Я открыл глаза. Поручик стоял надо мной, улыбаясь потрескавшимися губами.
— Суши, — прошептал я. — Только нежно, Коля. Не перегрей. Если она треснет, я сам лягу в топку.
Самое страшное — первая плавка — была впереди. Но мы сделали невозможное. Мы создали тело. Осталось вдохнуть в него огненную душу.
* * *
День запуска впечатался в память запахом. Не гари, не леса, даже не пота, которым пропиталась одежда каждого в Волчьем логу. Пахло серой. Тяжелым, удушливым духом преисподней, который выползал из всех щелей нашего каменного идола, словно предупреждая: шутки кончились, смертные.
Домна гудела.
Это был не тот веселый стук паровых молотков и не бодрое шипение котлов, к которому мы привыкли. Это был утробный, низкий гул, от которого вибрировали зубы и мелко дрожала земля под ногами. Внутри каменной башни, стянутой ржавыми обручами, уже несколько часов бушевал ад, пожирая уголь и руду.
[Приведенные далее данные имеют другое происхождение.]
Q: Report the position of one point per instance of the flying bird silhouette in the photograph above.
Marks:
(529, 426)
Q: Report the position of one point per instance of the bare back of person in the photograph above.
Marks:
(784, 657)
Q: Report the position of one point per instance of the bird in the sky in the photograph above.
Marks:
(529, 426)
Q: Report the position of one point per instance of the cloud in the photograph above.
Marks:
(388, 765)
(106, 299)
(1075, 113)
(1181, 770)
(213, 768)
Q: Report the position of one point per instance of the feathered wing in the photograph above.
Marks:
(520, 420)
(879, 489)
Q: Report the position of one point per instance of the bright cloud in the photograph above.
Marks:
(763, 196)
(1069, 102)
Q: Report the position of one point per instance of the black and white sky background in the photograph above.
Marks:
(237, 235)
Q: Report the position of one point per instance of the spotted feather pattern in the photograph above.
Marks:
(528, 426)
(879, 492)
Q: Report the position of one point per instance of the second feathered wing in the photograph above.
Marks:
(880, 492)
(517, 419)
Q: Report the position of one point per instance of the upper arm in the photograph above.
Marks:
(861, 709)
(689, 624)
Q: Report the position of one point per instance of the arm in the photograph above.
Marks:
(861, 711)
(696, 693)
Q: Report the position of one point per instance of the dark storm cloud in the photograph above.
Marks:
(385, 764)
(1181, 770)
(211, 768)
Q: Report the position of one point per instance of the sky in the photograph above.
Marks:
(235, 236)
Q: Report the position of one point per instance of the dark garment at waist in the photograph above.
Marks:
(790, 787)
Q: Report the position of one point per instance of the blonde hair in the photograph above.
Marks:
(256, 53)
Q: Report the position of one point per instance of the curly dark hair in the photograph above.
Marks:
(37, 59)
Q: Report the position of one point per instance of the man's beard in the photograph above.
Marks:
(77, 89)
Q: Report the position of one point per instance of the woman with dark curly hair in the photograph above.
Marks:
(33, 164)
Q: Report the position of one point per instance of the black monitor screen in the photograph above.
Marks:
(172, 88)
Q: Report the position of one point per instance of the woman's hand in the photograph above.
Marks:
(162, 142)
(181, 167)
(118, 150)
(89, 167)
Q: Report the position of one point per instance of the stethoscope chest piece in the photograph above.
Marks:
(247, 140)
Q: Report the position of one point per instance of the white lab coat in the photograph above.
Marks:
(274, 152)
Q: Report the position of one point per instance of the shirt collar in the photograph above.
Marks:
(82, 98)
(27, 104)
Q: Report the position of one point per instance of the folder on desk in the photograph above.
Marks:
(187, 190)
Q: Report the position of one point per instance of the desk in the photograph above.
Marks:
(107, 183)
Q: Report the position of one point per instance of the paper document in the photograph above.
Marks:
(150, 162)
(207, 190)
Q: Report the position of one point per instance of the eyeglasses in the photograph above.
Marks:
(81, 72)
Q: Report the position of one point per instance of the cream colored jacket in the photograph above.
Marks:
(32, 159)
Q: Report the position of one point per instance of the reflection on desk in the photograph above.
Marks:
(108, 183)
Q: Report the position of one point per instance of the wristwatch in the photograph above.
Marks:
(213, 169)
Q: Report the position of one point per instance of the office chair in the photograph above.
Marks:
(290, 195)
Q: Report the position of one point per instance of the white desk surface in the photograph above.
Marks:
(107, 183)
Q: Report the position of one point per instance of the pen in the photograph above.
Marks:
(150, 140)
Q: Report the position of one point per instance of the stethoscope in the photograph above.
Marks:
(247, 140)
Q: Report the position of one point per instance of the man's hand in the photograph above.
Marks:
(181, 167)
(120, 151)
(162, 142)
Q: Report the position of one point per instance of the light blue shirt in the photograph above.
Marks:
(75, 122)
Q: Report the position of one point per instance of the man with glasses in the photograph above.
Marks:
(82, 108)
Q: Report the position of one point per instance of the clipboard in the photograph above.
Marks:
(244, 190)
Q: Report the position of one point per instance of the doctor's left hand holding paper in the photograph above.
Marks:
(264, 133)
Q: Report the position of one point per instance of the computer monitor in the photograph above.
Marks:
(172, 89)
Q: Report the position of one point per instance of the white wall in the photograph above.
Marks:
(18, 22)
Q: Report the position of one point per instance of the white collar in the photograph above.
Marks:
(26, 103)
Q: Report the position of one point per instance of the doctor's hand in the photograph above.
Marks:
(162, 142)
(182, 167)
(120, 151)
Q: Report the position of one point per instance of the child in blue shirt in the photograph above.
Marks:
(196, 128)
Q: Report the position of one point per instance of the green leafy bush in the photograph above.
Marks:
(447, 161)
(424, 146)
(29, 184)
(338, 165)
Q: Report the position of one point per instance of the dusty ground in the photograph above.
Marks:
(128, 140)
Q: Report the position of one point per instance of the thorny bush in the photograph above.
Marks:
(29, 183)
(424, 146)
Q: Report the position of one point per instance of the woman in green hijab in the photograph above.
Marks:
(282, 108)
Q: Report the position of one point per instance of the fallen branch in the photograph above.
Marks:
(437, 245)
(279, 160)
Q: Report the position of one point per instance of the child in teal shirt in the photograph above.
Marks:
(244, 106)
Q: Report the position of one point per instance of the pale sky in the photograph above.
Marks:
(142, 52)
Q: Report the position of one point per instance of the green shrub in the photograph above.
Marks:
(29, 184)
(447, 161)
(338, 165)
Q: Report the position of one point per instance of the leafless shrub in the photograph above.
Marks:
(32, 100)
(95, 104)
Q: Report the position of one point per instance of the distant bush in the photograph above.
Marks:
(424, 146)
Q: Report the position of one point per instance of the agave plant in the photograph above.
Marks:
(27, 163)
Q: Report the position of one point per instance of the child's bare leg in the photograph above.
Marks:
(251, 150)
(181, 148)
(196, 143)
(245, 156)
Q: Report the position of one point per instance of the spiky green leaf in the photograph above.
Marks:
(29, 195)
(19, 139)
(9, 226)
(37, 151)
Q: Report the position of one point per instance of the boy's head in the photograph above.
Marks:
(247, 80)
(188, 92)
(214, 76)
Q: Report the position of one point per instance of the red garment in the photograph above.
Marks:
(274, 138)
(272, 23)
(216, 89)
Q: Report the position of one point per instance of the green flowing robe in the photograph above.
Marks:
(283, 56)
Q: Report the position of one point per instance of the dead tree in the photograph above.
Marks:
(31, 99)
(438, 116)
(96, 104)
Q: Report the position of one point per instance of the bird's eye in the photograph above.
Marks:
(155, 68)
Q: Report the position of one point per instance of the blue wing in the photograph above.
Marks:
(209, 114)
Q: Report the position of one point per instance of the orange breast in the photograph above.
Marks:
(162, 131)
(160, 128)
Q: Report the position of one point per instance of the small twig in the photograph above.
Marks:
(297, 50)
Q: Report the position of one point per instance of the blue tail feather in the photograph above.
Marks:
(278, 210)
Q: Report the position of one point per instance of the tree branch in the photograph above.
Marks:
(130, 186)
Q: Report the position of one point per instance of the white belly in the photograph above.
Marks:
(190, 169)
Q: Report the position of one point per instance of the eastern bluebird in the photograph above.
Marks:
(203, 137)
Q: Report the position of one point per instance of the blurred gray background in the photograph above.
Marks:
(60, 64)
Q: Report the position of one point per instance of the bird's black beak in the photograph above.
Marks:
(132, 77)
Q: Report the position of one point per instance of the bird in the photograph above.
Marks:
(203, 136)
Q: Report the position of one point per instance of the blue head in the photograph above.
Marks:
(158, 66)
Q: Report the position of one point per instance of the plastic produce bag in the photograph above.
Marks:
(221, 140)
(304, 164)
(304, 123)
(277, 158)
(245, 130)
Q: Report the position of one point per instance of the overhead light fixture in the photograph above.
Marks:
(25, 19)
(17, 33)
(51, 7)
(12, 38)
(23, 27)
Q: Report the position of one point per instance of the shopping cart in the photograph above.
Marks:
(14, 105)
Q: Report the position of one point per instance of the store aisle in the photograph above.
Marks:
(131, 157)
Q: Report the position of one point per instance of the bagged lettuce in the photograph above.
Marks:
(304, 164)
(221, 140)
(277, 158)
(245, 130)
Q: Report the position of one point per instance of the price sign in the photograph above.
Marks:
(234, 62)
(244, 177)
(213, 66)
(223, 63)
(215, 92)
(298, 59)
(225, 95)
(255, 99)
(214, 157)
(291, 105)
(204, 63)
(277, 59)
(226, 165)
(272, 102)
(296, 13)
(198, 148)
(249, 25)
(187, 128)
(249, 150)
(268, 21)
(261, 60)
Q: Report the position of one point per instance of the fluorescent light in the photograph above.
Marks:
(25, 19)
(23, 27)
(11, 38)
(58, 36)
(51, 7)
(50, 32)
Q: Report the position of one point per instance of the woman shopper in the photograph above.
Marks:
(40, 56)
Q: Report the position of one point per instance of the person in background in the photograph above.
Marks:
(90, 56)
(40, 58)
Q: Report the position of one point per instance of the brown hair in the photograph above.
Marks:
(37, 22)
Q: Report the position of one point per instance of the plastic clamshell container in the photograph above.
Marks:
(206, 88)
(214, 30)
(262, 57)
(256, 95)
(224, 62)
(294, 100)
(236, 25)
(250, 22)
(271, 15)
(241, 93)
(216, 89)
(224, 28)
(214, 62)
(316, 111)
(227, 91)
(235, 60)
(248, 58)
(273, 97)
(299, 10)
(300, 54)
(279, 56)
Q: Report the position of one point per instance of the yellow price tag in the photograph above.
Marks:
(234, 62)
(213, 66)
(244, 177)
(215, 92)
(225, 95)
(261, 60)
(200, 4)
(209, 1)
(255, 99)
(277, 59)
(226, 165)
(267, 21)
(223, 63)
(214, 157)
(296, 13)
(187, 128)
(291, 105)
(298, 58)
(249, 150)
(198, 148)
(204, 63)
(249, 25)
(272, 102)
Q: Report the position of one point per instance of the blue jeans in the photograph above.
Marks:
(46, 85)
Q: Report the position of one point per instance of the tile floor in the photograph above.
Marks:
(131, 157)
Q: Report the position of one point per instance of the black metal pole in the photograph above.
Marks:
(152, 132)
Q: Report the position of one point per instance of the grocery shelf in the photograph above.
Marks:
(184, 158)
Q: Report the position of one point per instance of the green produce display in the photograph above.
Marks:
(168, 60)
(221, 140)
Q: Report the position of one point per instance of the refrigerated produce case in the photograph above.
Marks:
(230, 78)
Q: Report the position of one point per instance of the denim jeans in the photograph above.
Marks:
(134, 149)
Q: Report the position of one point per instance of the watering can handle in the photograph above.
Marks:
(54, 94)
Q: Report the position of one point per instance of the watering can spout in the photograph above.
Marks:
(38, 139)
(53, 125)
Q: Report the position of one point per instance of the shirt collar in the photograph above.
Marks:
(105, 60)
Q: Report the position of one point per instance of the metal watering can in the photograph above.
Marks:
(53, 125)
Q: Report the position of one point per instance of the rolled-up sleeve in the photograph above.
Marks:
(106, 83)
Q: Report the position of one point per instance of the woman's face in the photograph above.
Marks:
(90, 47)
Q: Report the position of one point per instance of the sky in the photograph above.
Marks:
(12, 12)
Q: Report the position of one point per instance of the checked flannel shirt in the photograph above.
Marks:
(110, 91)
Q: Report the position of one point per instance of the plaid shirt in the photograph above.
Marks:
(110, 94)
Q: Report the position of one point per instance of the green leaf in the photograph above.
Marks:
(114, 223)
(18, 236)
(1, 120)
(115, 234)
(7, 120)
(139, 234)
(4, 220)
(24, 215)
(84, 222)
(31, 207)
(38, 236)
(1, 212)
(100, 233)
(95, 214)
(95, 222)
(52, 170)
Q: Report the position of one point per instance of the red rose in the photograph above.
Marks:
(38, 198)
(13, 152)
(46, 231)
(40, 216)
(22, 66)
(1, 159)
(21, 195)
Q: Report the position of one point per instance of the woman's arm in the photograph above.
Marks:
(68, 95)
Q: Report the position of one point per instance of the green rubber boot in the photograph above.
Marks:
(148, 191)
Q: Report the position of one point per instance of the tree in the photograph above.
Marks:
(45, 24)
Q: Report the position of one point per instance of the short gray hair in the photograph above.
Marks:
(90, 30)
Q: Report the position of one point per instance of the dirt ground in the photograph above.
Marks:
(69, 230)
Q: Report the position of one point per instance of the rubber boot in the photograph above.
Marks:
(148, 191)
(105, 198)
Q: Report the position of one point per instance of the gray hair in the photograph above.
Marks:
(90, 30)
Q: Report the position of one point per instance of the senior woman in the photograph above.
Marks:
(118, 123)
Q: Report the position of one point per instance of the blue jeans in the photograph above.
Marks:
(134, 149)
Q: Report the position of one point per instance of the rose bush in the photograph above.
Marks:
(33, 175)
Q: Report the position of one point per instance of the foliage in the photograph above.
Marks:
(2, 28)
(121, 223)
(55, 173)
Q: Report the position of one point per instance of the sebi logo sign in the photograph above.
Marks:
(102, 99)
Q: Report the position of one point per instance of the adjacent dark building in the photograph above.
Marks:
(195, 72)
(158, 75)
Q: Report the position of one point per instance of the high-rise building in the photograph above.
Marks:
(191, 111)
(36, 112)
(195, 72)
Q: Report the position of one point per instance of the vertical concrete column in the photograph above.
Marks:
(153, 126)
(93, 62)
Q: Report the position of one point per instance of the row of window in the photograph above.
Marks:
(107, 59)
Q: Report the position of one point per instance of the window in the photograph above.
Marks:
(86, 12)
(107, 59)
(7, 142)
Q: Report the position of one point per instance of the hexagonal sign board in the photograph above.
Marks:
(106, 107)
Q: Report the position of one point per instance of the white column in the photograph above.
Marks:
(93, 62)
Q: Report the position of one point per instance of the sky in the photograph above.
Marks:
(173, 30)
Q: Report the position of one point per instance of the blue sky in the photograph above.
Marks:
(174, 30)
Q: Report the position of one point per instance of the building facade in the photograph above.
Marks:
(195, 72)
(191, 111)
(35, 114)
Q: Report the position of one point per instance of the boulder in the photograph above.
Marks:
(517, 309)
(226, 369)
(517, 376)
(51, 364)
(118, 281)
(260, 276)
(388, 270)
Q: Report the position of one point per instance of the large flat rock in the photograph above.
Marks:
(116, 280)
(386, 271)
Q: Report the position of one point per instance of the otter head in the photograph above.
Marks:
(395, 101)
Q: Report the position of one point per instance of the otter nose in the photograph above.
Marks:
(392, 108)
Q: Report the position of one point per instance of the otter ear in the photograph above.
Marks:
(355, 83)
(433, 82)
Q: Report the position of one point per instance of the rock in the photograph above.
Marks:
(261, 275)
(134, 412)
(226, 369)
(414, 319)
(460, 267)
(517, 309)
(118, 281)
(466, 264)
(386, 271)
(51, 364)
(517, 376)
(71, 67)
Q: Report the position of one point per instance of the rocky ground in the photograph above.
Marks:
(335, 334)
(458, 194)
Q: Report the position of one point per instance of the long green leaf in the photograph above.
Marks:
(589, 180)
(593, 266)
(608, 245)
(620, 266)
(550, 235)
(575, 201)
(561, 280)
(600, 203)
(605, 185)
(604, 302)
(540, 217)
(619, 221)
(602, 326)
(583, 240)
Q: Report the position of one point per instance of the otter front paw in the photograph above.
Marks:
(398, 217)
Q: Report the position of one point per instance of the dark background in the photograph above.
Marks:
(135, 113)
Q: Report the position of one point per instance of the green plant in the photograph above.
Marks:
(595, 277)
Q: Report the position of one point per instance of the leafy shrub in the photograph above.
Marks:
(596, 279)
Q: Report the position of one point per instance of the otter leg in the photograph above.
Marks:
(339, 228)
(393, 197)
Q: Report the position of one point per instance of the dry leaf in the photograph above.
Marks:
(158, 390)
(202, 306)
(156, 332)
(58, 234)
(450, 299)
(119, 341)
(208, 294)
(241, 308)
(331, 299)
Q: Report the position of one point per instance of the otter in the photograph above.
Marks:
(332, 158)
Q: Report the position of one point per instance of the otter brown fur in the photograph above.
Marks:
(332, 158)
Я стоял на верхней площадке, у колошника, чувствуя, как жар пробивает подошвы сапог. Лицо горело, словно я заглянул в открытую духовку, хотя до устья было еще метра полтора.
— Давление растет! — крикнул Раевский, перекрывая шум дутья.
Поручик выглядел жутко: лицо серое от угольной пыли, глаза воспаленные, красные, как у кролика, волосы слиплись сосульками. Он держал в руках самодельный манометр.
— Сколько⁈ — заорал я в ответ.
— Шесть вершков! Дутье идет нормально! Кауперы греют! Температура воздуха на фурмах — градусов триста, не меньше! Рука не терпит трубу!
Триста градусов горячего дутья. Для девятнадцатого века, для кустарной печи в глухой тайге — это было немыслимо. Это было чудо. Если, конечно, оно не разнесет нас к чертям в ближайшие полчаса.
— Архип! — я перегнулся через перила, глядя вниз, на литейный двор. — Что с леткой⁈
— Сухая! — донесся снизу бас кузнеца. — Ждем сигнала, Андрей Петрович!
Я посмотрел на часы. Стекло треснуло вчера, когда я зацепился за кусок обруча, но стрелки ползли. Пора. Расчетное время вышло. Внутри печи уже должен скопиться жидкий чугун. Или козёл — застывший ком спекшейся руды и шлака, который похоронит все наши труды.
Я спустился вниз по шаткой лестнице. Ноги гудели, но адреналин гнал кровь так, что усталости я почти не чувствовал.